H.27: Transfer of Learning and Constructive Metacognition: A Taxonomy of Metacognition for Writing Studies
Reviewed by Clay Walker, Wayne State University, Detroit, MI (clay.walker@wayne.edu)
Chair: Gwen Gorzelsky, Colorado State University, Fort Collins, CO
Speakers: Carol Hayes, The George Washington University, Washington, DC
Ed Jones, Seton Hall University, South Orange, NJ
Dana Driscoll, Oakland University, Rochester, MI
Gwen Gorzelsky, Colorado State University, Fort Collins, CO
For the second year in a row, Dana Driscoll, Gwen Gorzelsky, Carol Hayes, and Ed Jones presented the most recent findings from their Writing Transfer Project to a full room of conference attendees. The Writing Transfer Project consists of a mixed-methods longitudinal study of writing at multiple institutions of post-secondary education, including 48 sections distributed across three first-year writing courses, one second-year writing course, and one upper-division writing course. Driscoll, Gorzelsky, Hayes, and Jones coded 381 reflective writing samples and 36 interviews with 14,156 applications of 98 distinct codes. Using both qualitative and quantitative analysis, Driscoll, Gorzelsky, Hayes, and Jones found that students' metacognitive awareness, or their capacity to recognize and think about their own cognitive processes, played a statistically significant role in facilitating the transfer of students' writing knowledge beyond their composition courses (Gorzelsky et al., forthcoming).

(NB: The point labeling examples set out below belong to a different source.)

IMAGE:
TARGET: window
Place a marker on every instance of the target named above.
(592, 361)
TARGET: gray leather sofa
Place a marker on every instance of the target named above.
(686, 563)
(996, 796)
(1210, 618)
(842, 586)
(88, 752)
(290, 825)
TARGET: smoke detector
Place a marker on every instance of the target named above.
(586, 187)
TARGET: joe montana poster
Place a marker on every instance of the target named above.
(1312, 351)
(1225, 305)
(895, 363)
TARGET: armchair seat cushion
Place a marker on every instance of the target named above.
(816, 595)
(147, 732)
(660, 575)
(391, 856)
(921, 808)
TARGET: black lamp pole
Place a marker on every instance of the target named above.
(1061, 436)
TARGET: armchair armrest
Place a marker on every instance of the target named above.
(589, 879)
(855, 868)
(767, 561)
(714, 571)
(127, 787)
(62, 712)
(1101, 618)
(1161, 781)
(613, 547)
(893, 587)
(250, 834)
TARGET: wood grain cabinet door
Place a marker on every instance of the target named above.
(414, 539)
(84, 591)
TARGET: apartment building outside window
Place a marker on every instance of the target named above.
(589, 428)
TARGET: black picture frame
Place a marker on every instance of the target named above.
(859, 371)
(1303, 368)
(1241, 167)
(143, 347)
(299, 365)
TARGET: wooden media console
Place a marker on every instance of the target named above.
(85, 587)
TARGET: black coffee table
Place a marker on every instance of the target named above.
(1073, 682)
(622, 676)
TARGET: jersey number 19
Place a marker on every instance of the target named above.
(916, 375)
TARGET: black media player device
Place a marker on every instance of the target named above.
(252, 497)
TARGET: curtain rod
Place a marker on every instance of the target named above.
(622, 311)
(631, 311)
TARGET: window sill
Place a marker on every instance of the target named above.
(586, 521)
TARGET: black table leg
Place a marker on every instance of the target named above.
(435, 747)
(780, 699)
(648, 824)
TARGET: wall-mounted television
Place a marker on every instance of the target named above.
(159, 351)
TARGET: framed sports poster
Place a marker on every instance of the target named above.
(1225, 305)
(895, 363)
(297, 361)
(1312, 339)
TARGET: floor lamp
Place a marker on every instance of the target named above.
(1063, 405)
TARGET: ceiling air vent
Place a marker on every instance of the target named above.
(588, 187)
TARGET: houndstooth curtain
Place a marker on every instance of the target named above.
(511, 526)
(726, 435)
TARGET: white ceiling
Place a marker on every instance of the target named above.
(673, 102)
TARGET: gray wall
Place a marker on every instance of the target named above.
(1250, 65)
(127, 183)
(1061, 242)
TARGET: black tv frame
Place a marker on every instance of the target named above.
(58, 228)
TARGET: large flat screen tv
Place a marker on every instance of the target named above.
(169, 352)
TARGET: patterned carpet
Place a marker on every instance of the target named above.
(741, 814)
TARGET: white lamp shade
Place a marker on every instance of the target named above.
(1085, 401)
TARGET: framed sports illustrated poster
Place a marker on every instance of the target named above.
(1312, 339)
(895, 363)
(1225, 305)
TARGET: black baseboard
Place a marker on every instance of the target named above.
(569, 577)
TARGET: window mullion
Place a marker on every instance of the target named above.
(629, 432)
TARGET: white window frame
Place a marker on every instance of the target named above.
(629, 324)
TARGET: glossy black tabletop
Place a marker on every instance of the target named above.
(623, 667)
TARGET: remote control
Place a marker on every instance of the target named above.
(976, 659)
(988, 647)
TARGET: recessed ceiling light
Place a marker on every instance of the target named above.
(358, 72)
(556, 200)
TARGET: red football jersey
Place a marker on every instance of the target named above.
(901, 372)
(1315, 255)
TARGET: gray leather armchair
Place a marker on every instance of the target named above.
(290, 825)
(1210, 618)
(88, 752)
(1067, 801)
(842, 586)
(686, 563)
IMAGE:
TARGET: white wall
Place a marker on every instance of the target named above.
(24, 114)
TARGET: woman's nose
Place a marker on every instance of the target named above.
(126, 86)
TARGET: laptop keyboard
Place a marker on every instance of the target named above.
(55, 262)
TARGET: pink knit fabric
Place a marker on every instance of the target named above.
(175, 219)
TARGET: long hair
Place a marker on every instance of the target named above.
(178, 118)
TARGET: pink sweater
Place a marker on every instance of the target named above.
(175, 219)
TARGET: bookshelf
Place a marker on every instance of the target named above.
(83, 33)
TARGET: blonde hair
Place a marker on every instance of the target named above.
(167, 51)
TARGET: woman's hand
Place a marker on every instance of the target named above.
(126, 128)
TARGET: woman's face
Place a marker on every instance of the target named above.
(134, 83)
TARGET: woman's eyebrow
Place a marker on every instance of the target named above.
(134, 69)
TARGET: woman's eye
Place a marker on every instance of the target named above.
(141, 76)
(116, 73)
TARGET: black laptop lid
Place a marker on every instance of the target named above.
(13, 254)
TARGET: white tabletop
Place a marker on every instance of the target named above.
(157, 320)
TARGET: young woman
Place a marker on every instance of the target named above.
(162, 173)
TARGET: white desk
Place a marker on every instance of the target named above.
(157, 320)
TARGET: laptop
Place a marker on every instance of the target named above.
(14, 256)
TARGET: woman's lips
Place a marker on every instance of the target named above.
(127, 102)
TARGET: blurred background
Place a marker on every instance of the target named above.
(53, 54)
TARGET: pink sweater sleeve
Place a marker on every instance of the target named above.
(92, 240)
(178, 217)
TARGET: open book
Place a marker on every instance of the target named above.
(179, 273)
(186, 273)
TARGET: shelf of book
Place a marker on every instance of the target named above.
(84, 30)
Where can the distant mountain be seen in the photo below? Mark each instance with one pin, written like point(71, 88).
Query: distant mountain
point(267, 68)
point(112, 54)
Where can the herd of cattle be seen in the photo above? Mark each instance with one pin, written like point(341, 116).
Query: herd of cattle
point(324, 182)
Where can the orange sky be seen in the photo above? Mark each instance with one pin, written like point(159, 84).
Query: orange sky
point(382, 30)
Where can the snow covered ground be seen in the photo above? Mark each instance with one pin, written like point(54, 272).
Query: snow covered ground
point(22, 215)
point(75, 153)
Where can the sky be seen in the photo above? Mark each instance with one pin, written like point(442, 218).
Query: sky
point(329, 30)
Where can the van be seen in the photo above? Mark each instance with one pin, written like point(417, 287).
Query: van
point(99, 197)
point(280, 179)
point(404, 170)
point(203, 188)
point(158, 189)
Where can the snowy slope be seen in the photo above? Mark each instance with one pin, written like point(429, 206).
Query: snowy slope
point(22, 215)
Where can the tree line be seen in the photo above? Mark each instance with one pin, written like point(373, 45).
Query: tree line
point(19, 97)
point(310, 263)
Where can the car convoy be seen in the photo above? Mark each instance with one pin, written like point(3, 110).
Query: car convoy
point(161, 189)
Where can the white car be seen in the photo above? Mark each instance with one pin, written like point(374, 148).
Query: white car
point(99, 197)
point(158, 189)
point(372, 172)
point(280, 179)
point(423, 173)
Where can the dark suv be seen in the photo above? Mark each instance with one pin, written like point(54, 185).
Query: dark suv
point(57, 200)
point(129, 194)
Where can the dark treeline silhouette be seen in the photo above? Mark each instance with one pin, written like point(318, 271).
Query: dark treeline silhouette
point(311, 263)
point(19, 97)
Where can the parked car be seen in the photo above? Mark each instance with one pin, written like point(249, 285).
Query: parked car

The panel's presentation focused primarily on outlining their taxonomy of metacognition in order to foster a conversation about the Writing Transfer Project's implications for research, teaching, and writing program administration. Hayes opened the panel with an overview of the Writing Transfer Project and a brief review of scholarship on metacognition and transfer in order to argue that the panel's taxonomy of metacognition in writing may offer the field a way to operationalize metacognition. Jones discussed the group's research methods, noting that metacognition was one of four key factors found to be statistically significant for writing transfer. Finally, Driscoll and Gorzelsky walked the audience through the taxonomy with a discussion of the definition of key terms and representative examples from the Writing Transfer Project's data.
The taxonomy of metacognition includes seven categories, some of which may be demonstrated as either cognitive (thinking to complete a task) or metacognitive (critical reflection on that thinking and its efficacy or outcomes), while other items are inherently metacognitive. Further, the panel offered three levels for describing the depth of awareness: deep, middling, and shallow. Notably, writers who were improving "were twice as likely to engage in deep metacognition" although the panelists remarked that they generally did not find as many instances of deep metacognitive awareness as they had hoped. The taxonomy of metacognitive awareness consists of the following categories (see the attached handout for illustrations of each item on the taxonomy):
- Knowledge of Cognition
- Person: "Knowledge of oneself as a writer, including one's successful/unsuccessful use of genres, conventions, and rhetorical and writing process strategies"
- Task: "Understanding of affordances and constraints posed by a project and its circumstances"
- Strategy: "Knowledge of the range of approaches one might effectively use to complete a project"
- Regulation of Cognition
- Planning: "Identifying a problem, analyzing it, and choosing a strategy to address it"
- Monitoring: "Evaluating one's cognition and efforts toward a project"
- Control: "The choices one makes as the result of monitoring"
- Evaluation: "Assessing the quality of a completed project"
- Constructive Metacognition: "Reflection across writing tasks and contexts, using writing and rhetorical concepts to explain choices and evaluations and to construct a writerly identity"
Driscoll and Gorzelsky noted that the final item on the taxonomy, constructive metacognition, emerges from students' integration of other items on the taxonomy, stands as an "explicit form of metacognition that promotes positive shifts in their writerly identities," and may be prompted in writing courses. Following the panel's presentation, questions from the audience developed into conversation about the project and its implications for the field. Issues that were raised included questions about developing inter-rater reliability for such a massive qualitative analysis of writing samples, whether we can apply research on unconscious metacognition to our teaching practices, whether the data could be stratified to examine first year college generation transfer, and whether students' dispositions and motivation affect metacognitive awareness.
References
Gorzelsky, Gwen, Driscoll, Dana L., Paszek, Joe, Hayes, Carol, & Jones, Ed. (forthcoming). Metacognitive moves in learning to write: Results from the writing transfer project. In Chris Anson & Jessie L. Moore (Eds.), Critical transitions: Writing and the question of transfer. West Lafayette, IN: Parlor Press & The WAC Clearinghouse.